I began to pray that my husband would change. Sigh….it’s embarrassing now, but I prayed that he would become more thoughtful and less self-centered. I don’t remember how long it took, I’d like to say seconds, but it was probably months, but I suddenly realized that I never did the things for my guy that I was accusing him of neglecting for me! And actually, when I was really honest, he took much better care of me than I did of him.

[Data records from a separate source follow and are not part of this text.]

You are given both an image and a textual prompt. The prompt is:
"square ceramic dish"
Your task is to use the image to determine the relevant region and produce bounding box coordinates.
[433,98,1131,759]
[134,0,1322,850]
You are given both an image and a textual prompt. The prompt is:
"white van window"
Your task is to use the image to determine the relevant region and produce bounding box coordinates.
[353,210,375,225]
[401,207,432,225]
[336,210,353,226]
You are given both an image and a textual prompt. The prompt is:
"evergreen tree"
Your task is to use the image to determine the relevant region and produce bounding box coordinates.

My prayer changed to being more thoughtful and less self-centered myself, as well as letting go of the victim mentality and the idea that I deserved better. I started to do little things, like ask my guy if he needed anything while I was getting up and asking for his ideas on issues and situations I didn’t think he would be concerned about. I was amazed to learn that he had some really strong opinions, and suddenly we were trying to out-serve each other! Years later, we consult each other regularly on big and small things and try to honor the others’ opinion because we see with very different eyes.
My point is that the Golden Rule really does work, and if you’re self-righteously accusing your spouse of something, make sure you’re not guilty of the same offense or worse. Do a little experiment, giving whatever it is that you wish you were receiving. You just might be pleasantly surprised.